Case Presentation: The patient is a 62-year-old female with a history of a chronic right lower extremity wound and tobacco use disorder who presented to the emergency department for increased discharge from her chronic wound. She states the wound started as a small laceration and has slowly progressed in size for 15 years; she has never sought medical attention in the past. Initial workup was significant for microcytic anemia. An MRI was obtained of the patient’s lower extremity with some enhancement in the affected tibia, indicating possible osteomyelitis. Therefore, vancomycin and piperacillin-tazobactam were ordered out of concern for infection. Due to suspicion for pyoderma gangrenosum, dermatology was consulted, who initiated high dose intravenous methylprednisolone, and gastroenterology performed an upper and lower endoscopy to assess for inflammatory bowel disease. A punch biopsy was performed to confirm the certainty of the diagnosis of pyoderma gangrenosum, however, pathology was consistent with basal cell carcinoma. A repeat punch biopsy from three sites further demonstrated basal cell carcinoma, and bidirectional endoscopy was unremarkable for colon abnormalities. Antibiotics were tapered and steroids were thus discontinued with plans for further dermatology follow up outpatient and eventual initiation of a hedgehog pathway inhibitor.
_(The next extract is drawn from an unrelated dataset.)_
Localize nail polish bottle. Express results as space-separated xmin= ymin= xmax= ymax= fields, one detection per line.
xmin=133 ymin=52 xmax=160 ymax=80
Discussion: Here we present a case of giant basal cell carcinoma that was initially thought to be pyoderma gangrenosum. Lower extremity ulcers are a common ailment where the vast majority of cases are caused by venous ulcers, arterial ulcers, and diabetic foot ulcers. 10% of ulcers can be categorized as atypical that include other pathophysiologies such as inflammatory, malignancy, metabolic disorders, among others. Pyoderma gangrenosum is a rare inflammatory condition commonly associated with inflammatory bowel disease, hence the investigation of possible IBD in this patient. Recent established diagnostic criteria for PG involve obtaining biopsies to confirm the diagnosis, which was performed in this patient. Giant BCC refers to a subtype that is aggressive in nature and >5 cm in diameter. Giant BCC in the lower limb is rarely characterized in literature and can be misdiagnosed as venous stasis and infectious ulcers; in this case, the ulcer was initially thought to be PG. Once the diagnosis was established, steroids were stopped and antibiotics were tapered. Given the extensive nature of the lesion, the preferred definitive treatment is resection; in our patient’s case, the patient preferred a limb sparing strategy which can consist of Hedgehog pathway inhibitors or radiation therapy to the lower limb. This case reinforces the importance of expanding the differential for lower extremity ulcers to include rarer etiologies such as malignancy, especially those with unusual presentations such as giant BCC.
Conclusions: Degenerative changes can obscure the chronic lesion’s true identity. While our patient’s lesion appeared to be a case of PG, thorough work up and multidisciplinary evaluation revealed a case of giant BCC. This reinforces the importance of including malignancy in the workup of unusual presentations of chronic lower extremity ulcers.